Lesson: 7
Problem: 294
Title: Divisors
Difficulty Level: 1
Date: Dec 15, 2008
Site: UVA
Simple problem. Your major task is to count the divisor of an integer.
We can count divisors either using prime factorization or using simple loop. Second method is called brute force algorithm, because we counts divisors without any optimization.
As we don’t know how to factorize an integer, so we use 2nd method. lets start.
int Divisors(int n) {
int i, d = 0;
for(i = 1; i<= n; i++) {
if(n%i == 0) {
d++;
}
}
return d;
}
Above function counts the divisors of a integer number. This method is brute force, because we try each number from 1 to N to find divisors. I think you get an idea about brute force.
Now we try to improve our algorithm...
We know 1 and n is always divisor of n, so we can ignore to check those 2 numbers,
int d = 2; // for 1 and n
int i;
for(i = 2; i<= n; i++) {
.....
}
2nd Improvement: if you analyze a bit deep, you will see that no number(say n) has a divisor which is > n/2 but except n. Not clear ? ok, follow me.
let an integer is 10 and it's divisors are: 1 2 5 10.
You can see that there is no divisor from 6 to 9. because 6 > 10/2. i.e no divisor from n/2 + 1 to n - 1. get it ?
int d = 2; // for 1 and n;
int i;
for(i = 2; i<=n/2; i++) {
......
}
3rd Improvement: lets an integer is 20, and its divisors are: 1 2 4 5 10 20
Consider first divisor 1.
20 / 1 = 20, so 20 is an another divisor
Consider 2nd divisor 2
20/ 2 = 10, so 10 is an another divisor
for 3rd one, 4
20/4 = 5, so 5 is an another divisor.
In other word, if we find 1 2 4, we need not to find 20, 10 or 5, get it ?
int d = 0;
for(int i = 1; i*i <= n; i++) {
if(n%i == 0) {
d += 2;
}
}
int k = i - 1;
if(k * k == n) d --;
Here we get 3 important points to note:
1. why i * i <= n
2. why d += 2
3. why k * k = d .....
first 2 cases i leave up to you.
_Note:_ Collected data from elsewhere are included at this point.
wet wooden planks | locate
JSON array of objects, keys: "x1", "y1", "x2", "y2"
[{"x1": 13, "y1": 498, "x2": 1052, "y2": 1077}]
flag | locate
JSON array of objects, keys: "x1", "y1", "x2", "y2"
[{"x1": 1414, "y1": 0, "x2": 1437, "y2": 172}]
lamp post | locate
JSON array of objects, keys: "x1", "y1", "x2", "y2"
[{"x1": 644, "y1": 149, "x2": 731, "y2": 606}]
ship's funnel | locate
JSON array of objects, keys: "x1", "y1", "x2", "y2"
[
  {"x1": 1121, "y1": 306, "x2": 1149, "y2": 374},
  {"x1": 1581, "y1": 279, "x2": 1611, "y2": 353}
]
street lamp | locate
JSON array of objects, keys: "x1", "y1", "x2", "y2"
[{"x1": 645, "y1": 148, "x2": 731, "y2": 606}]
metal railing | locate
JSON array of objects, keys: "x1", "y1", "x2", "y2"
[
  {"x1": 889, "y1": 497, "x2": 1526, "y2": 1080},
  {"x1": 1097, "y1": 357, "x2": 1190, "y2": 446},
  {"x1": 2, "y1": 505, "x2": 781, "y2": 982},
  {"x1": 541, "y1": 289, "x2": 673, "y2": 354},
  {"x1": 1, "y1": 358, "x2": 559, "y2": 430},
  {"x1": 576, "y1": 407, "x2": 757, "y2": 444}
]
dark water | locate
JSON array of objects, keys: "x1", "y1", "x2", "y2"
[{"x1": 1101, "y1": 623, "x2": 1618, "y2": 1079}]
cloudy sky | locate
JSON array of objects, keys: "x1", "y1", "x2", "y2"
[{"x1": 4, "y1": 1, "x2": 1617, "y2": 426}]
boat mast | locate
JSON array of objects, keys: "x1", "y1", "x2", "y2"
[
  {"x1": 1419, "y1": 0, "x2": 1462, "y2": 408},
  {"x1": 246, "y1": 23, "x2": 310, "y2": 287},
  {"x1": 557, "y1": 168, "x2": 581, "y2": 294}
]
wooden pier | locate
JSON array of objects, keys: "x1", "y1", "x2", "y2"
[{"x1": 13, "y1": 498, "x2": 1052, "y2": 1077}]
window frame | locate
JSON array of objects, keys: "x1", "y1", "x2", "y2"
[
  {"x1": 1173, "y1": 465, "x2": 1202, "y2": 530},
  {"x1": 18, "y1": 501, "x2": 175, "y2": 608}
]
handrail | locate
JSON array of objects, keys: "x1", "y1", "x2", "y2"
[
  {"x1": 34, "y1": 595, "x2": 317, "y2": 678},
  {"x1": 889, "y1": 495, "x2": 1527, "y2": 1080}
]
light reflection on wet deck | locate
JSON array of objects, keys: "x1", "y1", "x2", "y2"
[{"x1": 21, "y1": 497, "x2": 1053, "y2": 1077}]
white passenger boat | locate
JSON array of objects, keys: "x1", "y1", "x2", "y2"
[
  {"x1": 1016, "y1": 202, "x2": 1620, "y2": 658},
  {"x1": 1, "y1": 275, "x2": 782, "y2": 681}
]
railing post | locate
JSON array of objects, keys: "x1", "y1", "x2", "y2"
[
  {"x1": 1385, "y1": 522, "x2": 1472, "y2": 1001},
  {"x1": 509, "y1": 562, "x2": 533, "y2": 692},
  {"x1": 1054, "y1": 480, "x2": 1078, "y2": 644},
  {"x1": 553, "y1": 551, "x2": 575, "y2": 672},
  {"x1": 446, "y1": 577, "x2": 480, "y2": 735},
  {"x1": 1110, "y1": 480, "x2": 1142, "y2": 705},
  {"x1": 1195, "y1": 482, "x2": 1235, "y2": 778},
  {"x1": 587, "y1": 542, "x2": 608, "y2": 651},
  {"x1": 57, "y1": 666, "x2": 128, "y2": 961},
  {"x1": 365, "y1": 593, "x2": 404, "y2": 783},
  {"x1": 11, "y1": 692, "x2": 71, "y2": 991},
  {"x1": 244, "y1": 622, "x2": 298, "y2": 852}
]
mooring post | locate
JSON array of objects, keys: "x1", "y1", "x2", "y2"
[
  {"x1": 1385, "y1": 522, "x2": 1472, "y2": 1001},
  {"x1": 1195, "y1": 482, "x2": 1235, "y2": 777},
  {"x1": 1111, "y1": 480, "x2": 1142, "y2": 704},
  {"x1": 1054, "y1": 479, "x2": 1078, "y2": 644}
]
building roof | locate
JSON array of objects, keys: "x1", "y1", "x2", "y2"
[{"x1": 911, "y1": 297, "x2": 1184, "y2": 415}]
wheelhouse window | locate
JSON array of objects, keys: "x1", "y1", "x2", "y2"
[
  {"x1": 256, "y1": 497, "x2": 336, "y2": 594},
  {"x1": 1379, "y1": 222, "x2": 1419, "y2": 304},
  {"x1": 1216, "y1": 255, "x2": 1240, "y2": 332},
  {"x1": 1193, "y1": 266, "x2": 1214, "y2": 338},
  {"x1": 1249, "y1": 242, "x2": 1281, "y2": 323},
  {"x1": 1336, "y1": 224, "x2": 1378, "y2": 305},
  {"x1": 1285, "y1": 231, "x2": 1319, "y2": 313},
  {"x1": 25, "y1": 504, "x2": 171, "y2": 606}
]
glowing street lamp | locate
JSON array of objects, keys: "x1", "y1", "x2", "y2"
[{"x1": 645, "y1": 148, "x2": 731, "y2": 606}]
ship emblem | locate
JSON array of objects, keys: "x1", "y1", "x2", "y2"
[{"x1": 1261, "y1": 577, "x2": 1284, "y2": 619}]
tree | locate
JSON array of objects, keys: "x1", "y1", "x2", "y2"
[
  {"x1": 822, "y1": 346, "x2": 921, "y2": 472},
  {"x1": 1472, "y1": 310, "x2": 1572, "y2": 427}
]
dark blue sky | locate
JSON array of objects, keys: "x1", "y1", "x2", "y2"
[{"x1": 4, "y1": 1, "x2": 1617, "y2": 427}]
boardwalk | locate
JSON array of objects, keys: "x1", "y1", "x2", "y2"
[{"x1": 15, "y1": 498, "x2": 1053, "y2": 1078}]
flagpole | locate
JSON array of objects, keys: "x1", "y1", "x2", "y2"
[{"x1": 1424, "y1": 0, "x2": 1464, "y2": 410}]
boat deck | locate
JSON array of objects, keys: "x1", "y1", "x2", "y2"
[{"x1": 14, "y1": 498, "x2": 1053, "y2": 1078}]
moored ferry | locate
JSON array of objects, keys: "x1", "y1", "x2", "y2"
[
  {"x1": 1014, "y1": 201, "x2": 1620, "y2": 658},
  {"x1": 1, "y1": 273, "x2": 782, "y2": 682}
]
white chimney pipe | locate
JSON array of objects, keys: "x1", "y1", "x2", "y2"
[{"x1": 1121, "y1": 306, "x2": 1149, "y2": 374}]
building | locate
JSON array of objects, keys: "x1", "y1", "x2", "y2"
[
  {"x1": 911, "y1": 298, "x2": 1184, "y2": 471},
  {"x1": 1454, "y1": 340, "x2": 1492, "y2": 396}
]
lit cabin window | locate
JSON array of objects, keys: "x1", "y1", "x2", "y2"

Think yourself.
for 3rd case try n = 4 or 9 or n = 16. hope you will get answer.
Now we have to find a number which has maximum divisor between a given range.
int main() {
int max, ans, l, u, n, k;
sacanf("%d",&n); // read the number of case to be read
while(n--) {
scanf("%d%d",&l,&u);
max = Divisor(l);
ans = l;
for(int i = l+1; i<=u; i++) {
k = Divisors(i);
if(k > max) {
max = k;
ans = i;
}
}
printf("Between %d and %d, %d has a maximum of %d divisors.\n",l,u,ans,max);
}
}
Hope i able to make you clear.